SEOUL (Reuters) - South Korea’s LG Electronics Inc said on Friday it expects third-quarter operating profit slipped 3.7 percent from a year earlier, as the consumer appliance and smartphone maker was likely hit by continued losses at its mobile division.
LG, the world’s second-largest TV maker behind domestic rival Samsung Electronics Co Ltd, said in a brief regulatory filing it expects July-September operating profit to be 283 billion won (204.33 million pounds). That’s below the year earlier’s 294 billion won, but above a Thomson Reuters StarMine SmartEstimate of 274 billion won from a poll of 10 analysts.
The firm didn’t offer details on its results and won’t release full earnings until the end of October. It had previously guided for its third-quarter operating profit to be higher than a year earlier.
Revenue for the period fell 5.8 percent to 13.2 trillion won, compared with a Thomson Reuters StarMine SmartEstimate of 13.6 trillion won.
Analysts said ahead of Friday’s filing that LG’s mobile division likely reported further losses during the quarter in the absence of new products to revive sales. Meanwhile its household appliances business could have been capped by weaker seasonal demand for air conditioners, they said.
While the global recall of Samsung’s Galaxy Note 7 smartphones may be an opportunity for rival manufacturers, analysts remain sceptical on whether LG can take advantage.

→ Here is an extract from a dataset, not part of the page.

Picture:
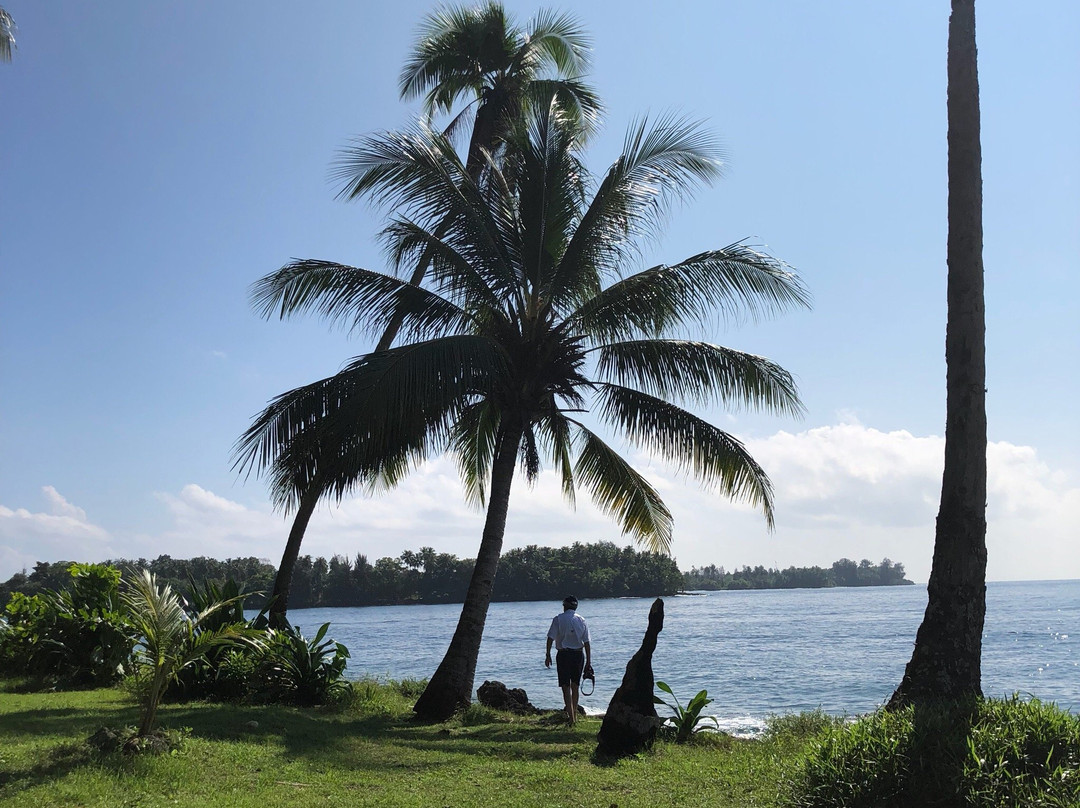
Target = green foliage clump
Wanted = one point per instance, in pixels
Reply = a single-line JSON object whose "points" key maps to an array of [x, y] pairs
{"points": [[986, 754], [77, 635], [688, 719], [295, 670], [170, 638]]}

HMC Investment analyst Greg Roh said in a report issued before LG’s Friday filing that he expects the company to ship 700,000 of its new V20 smartphones, which launched in South Korea on Sept. 29 for 899,800 won ($810), during the fourth quarter. But Roh said the device was unlikely to halt the streak of losses for the business.
LG shares fell 0.4 percent on Friday, compared with a 0.6 percent fall for the broader market.